Real-world performance and usability of prediction models may be affected by many factors. The number of predictors in a model does not necessarily correlate with its predictive performance, as summarized in a previous systematic review.44 In the current study, 6 of 10 general models and 2 of 7 infection models had 10 or more predictors. The number of predictors in a model can affect model performance in real-world settings, particularly in hospitals with limited resources.45 Implementing models in hospitals with understaffed wards, scarce monitoring systems, and limited technology may increase the burden of manual labor with minimal benefit on mortality.45, 46, 47 Further, some predictors may be relevant in a specific world region, improving its performance. As Moore (2017)20 illustrated in sub-Saharan Africa, adding HIV serology to vital signs resulted in better discrimination of the UVA score over other EWS scores.

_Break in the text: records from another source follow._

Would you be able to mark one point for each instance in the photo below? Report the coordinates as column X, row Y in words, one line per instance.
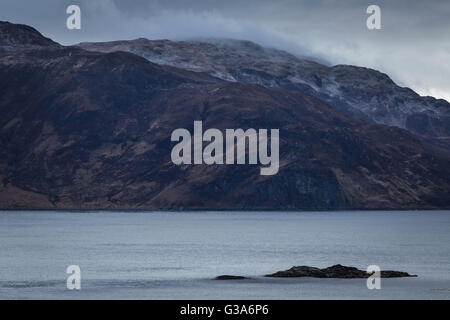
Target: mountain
column 86, row 129
column 359, row 92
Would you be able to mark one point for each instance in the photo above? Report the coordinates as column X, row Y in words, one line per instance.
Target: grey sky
column 413, row 46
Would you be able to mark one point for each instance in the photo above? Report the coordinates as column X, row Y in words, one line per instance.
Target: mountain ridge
column 91, row 130
column 357, row 91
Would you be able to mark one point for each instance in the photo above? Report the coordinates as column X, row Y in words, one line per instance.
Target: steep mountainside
column 82, row 129
column 361, row 92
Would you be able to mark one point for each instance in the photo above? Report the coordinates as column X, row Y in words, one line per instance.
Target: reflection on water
column 175, row 255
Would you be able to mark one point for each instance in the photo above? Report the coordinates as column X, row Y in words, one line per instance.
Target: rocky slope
column 361, row 92
column 83, row 129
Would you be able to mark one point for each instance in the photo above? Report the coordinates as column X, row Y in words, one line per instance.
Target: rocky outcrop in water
column 230, row 277
column 336, row 271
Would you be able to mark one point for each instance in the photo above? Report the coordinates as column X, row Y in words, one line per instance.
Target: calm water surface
column 154, row 255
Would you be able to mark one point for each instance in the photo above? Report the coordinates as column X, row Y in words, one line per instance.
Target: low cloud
column 413, row 46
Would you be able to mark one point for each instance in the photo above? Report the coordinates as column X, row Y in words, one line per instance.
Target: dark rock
column 230, row 277
column 336, row 271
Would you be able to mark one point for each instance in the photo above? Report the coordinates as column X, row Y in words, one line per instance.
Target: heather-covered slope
column 82, row 129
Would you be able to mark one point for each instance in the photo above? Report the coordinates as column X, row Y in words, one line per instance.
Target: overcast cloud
column 413, row 46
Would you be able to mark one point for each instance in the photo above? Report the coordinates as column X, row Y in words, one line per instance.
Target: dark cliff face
column 82, row 129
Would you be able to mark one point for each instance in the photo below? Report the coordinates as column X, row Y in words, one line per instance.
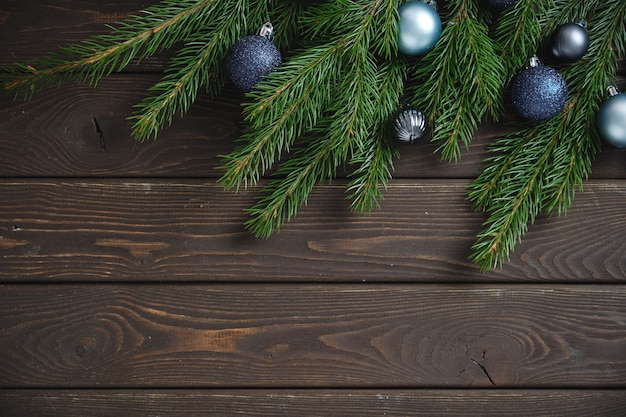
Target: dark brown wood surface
column 129, row 287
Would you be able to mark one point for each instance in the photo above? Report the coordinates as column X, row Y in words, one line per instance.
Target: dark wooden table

During screening, we excluded articles that focused on specific time horizons for hospital mortality (eg, 72-hour or 7-day mortality). While a time horizon of a few days may be appropriate for EWS models,26 mortality at any point during hospitalization may be more relevant to guide overall hospital care that integrates biopsychosocial factors and patients’ preferences.33 Some suggest that 30-day postdischarge mortality, rather than hospital mortality, is a better indicator of hospital performance.48,49 However, hospital mortality may be more relevant, in places with limited ability to provide, influence, or monitor postdischarge care.50,51 We excluded models such as the eCART score, which did not meet study selection criteria.52,53 However, the eCART score, based on medical and surgical patients, integrated vital signs and laboratory data to predict outcomes in the subsequent 24 hours. eCART and other automated scores that guide short-term care may have high clinical uptake.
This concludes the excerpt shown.